こちらはBlack Diamondのファーストライト
Black Diamondのファーストライトのポールのショックコードの仕組みはどうなんだろうとバラしてみてびっくり!なんと2か所もゴムが切れていて、外皮のナイロンだけで辛うじて繋がっていました。
念のために言っておくと、ショックコードというゴムが無くてもテントは立てられます。でもショックコードがセットされていると素早くポールがセット出来ます。クロスオーバードームのショックコードの長さは230cm。税込231円でした。ヘリテイジに注文しました。
直径7.5㎜のアルミ合金のパイプに長さ、37.5㎝が7本、32.5㎝と30㎝が1本づつ、合計9本に分割されたパイプ。両端がプラスとマイナスって言うとわかりやすいと思いますが、プラスマイナスでジョイントされるわけです。鳳凰に登った山行、いきなりゴム切れましたというお客さんの訴え。7.5㎜の中空のパイプはフィッシャーマンノットで結んだゴムを自由にパイプの中を動かしてはくれませんでした。それでもその場は何とかしましたけど。

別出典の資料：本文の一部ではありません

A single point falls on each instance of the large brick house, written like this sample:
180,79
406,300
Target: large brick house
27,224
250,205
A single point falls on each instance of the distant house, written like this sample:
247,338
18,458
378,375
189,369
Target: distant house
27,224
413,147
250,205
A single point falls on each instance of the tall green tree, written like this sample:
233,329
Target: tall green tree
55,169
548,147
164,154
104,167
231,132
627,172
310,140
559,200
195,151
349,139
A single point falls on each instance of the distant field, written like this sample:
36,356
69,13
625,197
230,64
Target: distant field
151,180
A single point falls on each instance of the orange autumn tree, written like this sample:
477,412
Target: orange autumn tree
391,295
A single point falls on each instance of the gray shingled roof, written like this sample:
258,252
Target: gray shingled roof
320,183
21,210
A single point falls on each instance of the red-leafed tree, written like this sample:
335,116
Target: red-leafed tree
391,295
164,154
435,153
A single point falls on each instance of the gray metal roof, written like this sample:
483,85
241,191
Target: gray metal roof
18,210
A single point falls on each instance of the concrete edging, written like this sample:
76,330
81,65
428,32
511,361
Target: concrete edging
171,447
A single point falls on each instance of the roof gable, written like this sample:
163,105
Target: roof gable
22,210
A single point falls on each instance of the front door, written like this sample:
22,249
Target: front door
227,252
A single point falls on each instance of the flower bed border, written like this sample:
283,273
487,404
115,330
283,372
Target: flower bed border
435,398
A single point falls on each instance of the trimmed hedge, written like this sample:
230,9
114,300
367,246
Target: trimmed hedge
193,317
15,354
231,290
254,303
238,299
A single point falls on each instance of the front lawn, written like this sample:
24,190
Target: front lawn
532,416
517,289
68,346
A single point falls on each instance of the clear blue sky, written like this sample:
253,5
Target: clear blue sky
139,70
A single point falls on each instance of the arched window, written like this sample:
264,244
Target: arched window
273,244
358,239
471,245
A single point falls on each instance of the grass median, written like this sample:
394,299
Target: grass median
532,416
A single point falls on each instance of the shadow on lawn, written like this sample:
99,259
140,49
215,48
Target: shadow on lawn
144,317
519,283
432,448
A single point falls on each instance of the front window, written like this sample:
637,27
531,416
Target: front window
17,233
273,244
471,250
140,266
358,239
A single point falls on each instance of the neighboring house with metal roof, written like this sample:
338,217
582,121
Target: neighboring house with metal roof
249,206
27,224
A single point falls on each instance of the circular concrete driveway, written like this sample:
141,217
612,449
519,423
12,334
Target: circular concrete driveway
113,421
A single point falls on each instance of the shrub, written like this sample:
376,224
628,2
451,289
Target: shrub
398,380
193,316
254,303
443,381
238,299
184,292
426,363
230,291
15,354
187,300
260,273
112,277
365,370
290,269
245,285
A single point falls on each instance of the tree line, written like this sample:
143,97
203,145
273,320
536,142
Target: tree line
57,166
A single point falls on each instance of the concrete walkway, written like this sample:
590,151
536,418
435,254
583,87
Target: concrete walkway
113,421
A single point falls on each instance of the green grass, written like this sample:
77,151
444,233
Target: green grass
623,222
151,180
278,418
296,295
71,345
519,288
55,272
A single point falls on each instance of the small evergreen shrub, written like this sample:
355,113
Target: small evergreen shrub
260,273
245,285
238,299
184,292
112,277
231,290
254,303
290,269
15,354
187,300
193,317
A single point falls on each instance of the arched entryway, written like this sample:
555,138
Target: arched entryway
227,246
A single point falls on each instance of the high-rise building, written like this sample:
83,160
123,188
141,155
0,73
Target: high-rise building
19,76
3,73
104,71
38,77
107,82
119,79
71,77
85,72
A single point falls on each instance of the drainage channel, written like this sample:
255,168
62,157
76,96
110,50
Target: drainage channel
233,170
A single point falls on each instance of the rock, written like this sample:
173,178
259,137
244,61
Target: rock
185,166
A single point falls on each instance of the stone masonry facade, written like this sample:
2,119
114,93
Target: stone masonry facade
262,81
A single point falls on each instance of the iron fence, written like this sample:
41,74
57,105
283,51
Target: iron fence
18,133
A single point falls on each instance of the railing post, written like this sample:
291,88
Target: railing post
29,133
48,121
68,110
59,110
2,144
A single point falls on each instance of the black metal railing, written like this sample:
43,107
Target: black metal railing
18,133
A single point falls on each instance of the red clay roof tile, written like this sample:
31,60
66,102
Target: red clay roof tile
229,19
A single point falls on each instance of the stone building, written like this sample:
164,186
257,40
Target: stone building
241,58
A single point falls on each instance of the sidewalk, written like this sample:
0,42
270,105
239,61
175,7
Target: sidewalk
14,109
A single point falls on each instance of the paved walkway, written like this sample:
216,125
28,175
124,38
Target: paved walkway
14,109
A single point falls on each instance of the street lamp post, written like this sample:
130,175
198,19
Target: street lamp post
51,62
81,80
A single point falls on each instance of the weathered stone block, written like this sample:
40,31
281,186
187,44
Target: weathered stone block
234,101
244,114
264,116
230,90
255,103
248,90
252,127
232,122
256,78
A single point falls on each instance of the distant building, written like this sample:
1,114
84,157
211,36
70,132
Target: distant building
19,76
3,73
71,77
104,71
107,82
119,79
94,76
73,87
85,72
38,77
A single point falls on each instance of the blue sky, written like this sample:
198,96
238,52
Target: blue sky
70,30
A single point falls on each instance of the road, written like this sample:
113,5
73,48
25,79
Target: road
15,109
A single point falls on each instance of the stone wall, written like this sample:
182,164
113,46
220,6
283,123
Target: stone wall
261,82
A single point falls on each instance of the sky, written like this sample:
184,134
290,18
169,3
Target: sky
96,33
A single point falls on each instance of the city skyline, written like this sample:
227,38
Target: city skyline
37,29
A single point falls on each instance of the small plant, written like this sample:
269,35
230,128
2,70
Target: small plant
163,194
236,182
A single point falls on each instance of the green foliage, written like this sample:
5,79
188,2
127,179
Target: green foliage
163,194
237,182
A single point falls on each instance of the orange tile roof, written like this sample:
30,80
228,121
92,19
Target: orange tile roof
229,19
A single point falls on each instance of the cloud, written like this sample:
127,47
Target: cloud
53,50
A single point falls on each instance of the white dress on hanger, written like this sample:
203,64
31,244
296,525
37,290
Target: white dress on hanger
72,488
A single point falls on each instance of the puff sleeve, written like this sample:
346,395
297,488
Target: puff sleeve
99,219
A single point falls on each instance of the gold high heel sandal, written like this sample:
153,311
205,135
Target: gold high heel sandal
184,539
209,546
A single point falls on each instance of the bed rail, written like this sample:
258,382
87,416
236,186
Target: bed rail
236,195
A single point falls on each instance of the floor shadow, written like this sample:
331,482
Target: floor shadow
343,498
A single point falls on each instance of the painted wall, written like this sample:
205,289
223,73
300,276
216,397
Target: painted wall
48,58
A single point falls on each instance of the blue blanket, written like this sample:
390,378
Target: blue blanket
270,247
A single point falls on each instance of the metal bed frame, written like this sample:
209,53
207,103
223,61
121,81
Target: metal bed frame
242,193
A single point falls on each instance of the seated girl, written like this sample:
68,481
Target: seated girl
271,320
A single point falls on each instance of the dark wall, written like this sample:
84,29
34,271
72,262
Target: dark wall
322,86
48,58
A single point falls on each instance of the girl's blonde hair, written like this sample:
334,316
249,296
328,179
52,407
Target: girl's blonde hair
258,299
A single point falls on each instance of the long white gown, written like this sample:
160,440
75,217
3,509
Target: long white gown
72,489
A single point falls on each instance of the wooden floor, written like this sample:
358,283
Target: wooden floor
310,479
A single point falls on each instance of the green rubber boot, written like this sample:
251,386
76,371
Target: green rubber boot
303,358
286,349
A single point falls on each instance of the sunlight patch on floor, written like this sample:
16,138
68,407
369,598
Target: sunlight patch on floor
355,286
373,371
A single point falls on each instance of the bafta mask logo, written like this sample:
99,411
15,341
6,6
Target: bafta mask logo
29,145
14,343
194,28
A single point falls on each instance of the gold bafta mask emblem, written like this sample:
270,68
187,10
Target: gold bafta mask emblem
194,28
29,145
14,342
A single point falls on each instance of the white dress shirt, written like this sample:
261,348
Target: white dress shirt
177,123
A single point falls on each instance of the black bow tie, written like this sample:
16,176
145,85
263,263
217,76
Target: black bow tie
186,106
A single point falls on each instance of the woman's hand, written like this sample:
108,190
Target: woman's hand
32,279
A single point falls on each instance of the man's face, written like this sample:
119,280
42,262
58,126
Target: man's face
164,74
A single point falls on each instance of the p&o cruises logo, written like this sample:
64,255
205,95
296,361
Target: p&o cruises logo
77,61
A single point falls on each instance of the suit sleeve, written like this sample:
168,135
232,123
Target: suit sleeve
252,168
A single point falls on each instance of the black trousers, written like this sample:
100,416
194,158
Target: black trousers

ちなみにBlack Diamondのファーストライトのショックコードのゴムが左、右がクロスオーバードームのショックコードのゴム。
上からアライテントのリアライズ、真ん中がBlack Diamondのファーストライト、一番下がヘリテイジクロスオーバードームのショックコードのエンド部分です。いちばんシンプルなのが真ん中のBlack Diamondのファーストライトでパイプの中に入る大きさのワッシャーにゴムを結んでるだけです。クロスオーバードームのパイプでは出来ない結び目の自由な移動がアライテントとBlackDiamondテントでは可能です。
ヘリテイジはエンド部分のこの黒いパーツを「樹脂石突き」と言っています。このパーツのくびれているところに2㎜くらいの細引きをガースヒッチ(タイオフ)にして引っ張ると樹脂石突きが外せるとうたってます
エンドの結び目を樹脂石突きの先端に持ってきてポールのパイプに入れるわけです。石突きには約2㎜のゴムが入る溝があります。ちゃんとセットすると樹脂石突きの幅で全部収まってパイプに入るわけです。このゴムが切れてフィッシャーマンノットで結んだとき、パイプの端っこのプラスは通るけど、マイナス側は通りません。そのくらい径が細いパイプです。物作りの軽量化への道は、パイプという金属部分を削るというわかりやすいところからだったのでしょうが、ショックコードをどうするか?ということに突き当たり、結局エンド部分の樹脂パーツを作るところまで行った。そう想像すると執念のテントがクロスオーバードームということになると思います。
そんなクロスオーバードームの開発秘話はあくまで僕の想像です。でも工夫しながらだいぶお世話になってます。もう一回言っときます、初心者はこんな難しいテントには触れない方がいいです。